Equipos coordinados por la Fundación Caguayo y otras instituciones santiagueras trabajaron en ese empeño restaurador, que contó con un momento significativo al colocarse la pieza Punto de Memoria, del artista estadounidense Melvin Edwards.

En 1988, creadores de varios países aportaron sus obras, para dar lugar a un sitio consagrado al disfrute estético y al esparcimiento, en medio de una exuberante naturaleza que preludia el ascenso a la Gran Piedra y a la Reserva de la Biosfera homónima.

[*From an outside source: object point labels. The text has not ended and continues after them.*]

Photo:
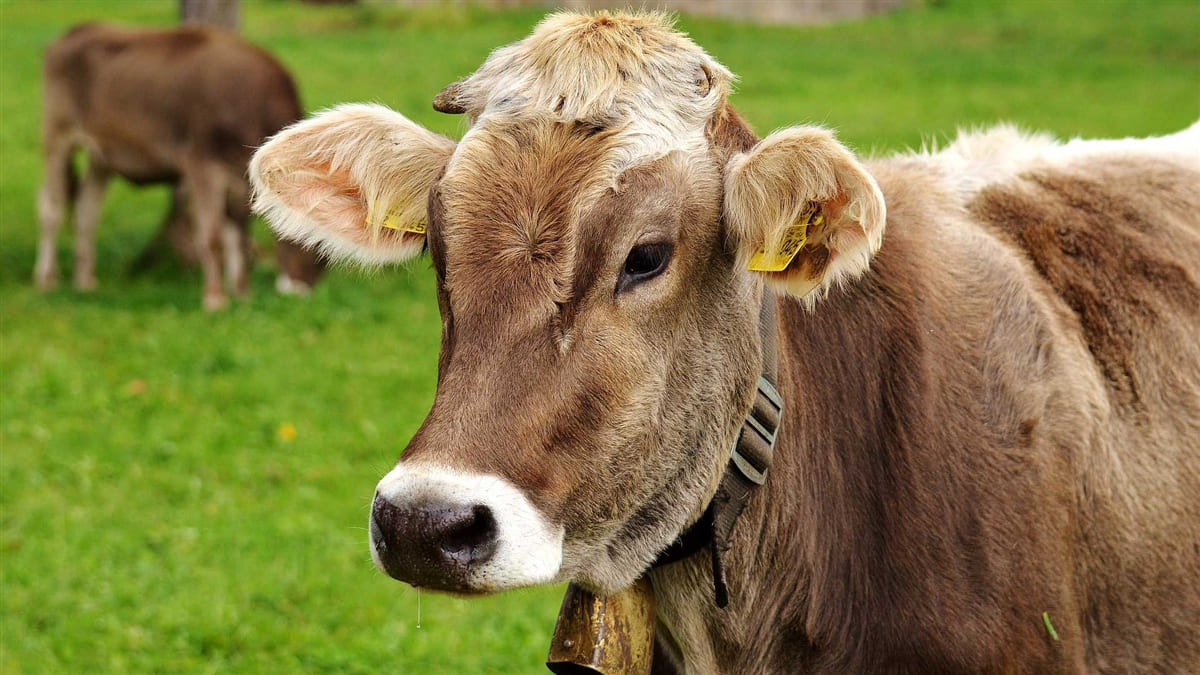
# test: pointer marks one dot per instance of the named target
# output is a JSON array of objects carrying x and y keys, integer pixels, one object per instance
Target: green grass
[{"x": 153, "y": 518}]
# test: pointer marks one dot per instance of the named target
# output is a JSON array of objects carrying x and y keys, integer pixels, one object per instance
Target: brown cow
[
  {"x": 185, "y": 106},
  {"x": 989, "y": 458}
]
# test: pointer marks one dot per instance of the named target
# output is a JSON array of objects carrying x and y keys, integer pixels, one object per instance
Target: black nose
[{"x": 432, "y": 544}]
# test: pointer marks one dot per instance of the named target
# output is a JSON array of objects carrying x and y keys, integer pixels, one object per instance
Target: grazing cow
[
  {"x": 989, "y": 455},
  {"x": 185, "y": 106}
]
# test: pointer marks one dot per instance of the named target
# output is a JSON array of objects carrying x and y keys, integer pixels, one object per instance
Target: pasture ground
[{"x": 183, "y": 491}]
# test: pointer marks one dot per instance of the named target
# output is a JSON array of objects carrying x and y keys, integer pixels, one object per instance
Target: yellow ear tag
[
  {"x": 391, "y": 221},
  {"x": 778, "y": 258}
]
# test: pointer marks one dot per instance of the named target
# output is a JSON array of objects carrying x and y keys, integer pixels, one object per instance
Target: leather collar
[{"x": 747, "y": 470}]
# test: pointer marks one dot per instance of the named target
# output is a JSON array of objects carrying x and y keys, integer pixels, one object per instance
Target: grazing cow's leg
[
  {"x": 52, "y": 205},
  {"x": 205, "y": 183},
  {"x": 88, "y": 208},
  {"x": 235, "y": 234}
]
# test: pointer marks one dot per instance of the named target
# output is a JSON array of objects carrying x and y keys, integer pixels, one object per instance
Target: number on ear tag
[
  {"x": 391, "y": 221},
  {"x": 790, "y": 245}
]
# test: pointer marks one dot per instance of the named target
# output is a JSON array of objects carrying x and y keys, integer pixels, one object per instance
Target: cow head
[{"x": 589, "y": 236}]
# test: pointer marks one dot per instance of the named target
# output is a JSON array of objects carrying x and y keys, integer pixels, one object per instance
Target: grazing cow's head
[{"x": 589, "y": 236}]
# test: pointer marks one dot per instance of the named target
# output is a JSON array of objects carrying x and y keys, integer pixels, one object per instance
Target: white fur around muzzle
[{"x": 529, "y": 549}]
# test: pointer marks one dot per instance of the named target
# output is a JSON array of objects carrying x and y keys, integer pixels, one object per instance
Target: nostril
[{"x": 471, "y": 537}]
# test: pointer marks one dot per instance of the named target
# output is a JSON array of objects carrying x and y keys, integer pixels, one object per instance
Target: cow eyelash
[{"x": 645, "y": 262}]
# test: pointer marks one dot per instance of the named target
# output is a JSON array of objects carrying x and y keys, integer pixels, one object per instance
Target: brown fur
[{"x": 185, "y": 106}]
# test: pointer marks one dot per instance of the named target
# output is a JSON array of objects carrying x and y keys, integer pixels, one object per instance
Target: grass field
[{"x": 189, "y": 493}]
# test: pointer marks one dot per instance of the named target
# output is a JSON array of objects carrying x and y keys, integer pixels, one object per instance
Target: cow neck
[{"x": 745, "y": 471}]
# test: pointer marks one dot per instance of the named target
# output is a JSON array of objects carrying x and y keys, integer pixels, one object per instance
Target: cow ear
[
  {"x": 353, "y": 180},
  {"x": 803, "y": 211}
]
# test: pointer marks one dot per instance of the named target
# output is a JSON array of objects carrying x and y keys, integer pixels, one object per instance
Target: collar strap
[{"x": 747, "y": 470}]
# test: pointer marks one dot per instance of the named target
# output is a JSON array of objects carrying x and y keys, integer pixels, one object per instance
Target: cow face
[{"x": 600, "y": 338}]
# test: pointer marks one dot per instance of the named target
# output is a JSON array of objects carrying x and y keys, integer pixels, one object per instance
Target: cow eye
[{"x": 645, "y": 261}]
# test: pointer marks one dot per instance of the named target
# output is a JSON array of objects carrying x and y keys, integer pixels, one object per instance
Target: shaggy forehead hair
[
  {"x": 631, "y": 72},
  {"x": 556, "y": 119}
]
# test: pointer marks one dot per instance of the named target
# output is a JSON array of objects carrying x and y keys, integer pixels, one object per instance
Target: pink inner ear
[{"x": 329, "y": 198}]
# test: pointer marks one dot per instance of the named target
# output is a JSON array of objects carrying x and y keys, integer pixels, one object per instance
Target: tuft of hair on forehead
[{"x": 628, "y": 71}]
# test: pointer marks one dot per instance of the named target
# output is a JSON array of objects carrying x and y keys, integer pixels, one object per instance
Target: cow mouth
[{"x": 460, "y": 533}]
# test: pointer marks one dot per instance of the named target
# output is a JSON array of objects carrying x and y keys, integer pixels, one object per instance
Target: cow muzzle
[
  {"x": 444, "y": 530},
  {"x": 432, "y": 544}
]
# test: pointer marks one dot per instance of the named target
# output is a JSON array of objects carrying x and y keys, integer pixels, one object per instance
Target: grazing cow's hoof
[
  {"x": 215, "y": 302},
  {"x": 432, "y": 544},
  {"x": 288, "y": 286}
]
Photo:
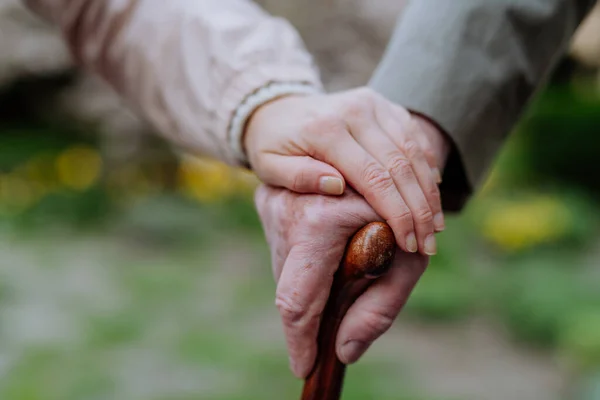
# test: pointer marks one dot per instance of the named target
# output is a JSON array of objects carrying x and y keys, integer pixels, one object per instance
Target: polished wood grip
[{"x": 368, "y": 255}]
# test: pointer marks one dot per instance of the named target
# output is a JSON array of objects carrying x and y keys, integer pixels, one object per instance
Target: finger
[
  {"x": 429, "y": 155},
  {"x": 403, "y": 131},
  {"x": 371, "y": 137},
  {"x": 301, "y": 174},
  {"x": 374, "y": 312},
  {"x": 372, "y": 181},
  {"x": 302, "y": 293}
]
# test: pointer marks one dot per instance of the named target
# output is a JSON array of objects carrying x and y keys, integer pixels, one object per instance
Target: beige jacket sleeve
[
  {"x": 192, "y": 68},
  {"x": 472, "y": 66}
]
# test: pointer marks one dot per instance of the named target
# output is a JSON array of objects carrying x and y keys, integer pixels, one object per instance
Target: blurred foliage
[{"x": 524, "y": 251}]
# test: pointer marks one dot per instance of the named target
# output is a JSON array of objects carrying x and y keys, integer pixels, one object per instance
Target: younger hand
[{"x": 309, "y": 144}]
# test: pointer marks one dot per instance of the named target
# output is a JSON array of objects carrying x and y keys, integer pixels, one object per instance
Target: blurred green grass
[{"x": 116, "y": 283}]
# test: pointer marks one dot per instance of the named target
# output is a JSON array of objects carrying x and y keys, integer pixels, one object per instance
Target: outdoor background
[{"x": 129, "y": 273}]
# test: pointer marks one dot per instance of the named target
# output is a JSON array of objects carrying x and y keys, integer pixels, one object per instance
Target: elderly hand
[
  {"x": 309, "y": 144},
  {"x": 307, "y": 235}
]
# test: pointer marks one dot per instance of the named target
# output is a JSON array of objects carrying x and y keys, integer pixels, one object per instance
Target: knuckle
[
  {"x": 403, "y": 218},
  {"x": 434, "y": 195},
  {"x": 377, "y": 178},
  {"x": 324, "y": 123},
  {"x": 299, "y": 182},
  {"x": 412, "y": 149},
  {"x": 379, "y": 321},
  {"x": 291, "y": 311},
  {"x": 356, "y": 108},
  {"x": 428, "y": 153},
  {"x": 400, "y": 167},
  {"x": 424, "y": 215}
]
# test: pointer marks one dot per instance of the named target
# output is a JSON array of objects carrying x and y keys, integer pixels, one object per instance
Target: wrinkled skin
[
  {"x": 307, "y": 235},
  {"x": 356, "y": 137}
]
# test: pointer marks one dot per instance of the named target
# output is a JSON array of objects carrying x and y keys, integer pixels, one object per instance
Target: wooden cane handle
[{"x": 368, "y": 255}]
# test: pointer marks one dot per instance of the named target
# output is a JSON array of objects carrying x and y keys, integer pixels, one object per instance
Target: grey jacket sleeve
[{"x": 471, "y": 66}]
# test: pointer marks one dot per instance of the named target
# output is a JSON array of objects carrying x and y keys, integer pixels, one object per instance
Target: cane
[{"x": 368, "y": 255}]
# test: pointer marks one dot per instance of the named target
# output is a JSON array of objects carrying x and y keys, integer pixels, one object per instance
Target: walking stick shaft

Devenida una de las colecciones a cielo abierto más importante de la geografía cubana, exhibe 20 esculturas de artistas cubanos y de Suecia, Alemania, Francia, Japón, Colombia y México, a partir del metal, la madera, el hormigón, la roca y el ladrillo.

A unos 10 kilómetros de la urbe y en la entrada del Parque Recreativo Baconao, el Prado se reinsertará en las opciones, principalmente veraniegas, de visitantes nacionales y extranjeros para apreciar el arte a la par del entorno natural.

Unos kilómetros más en esa ruta espera otra novedad a cielo abierto con el Valle de la Prehistoria, en el cual unas 200 esculturas enormes reproducen a los dinosaurios y otras figuras prehistóricas, en un derroche de imaginación y creatividad.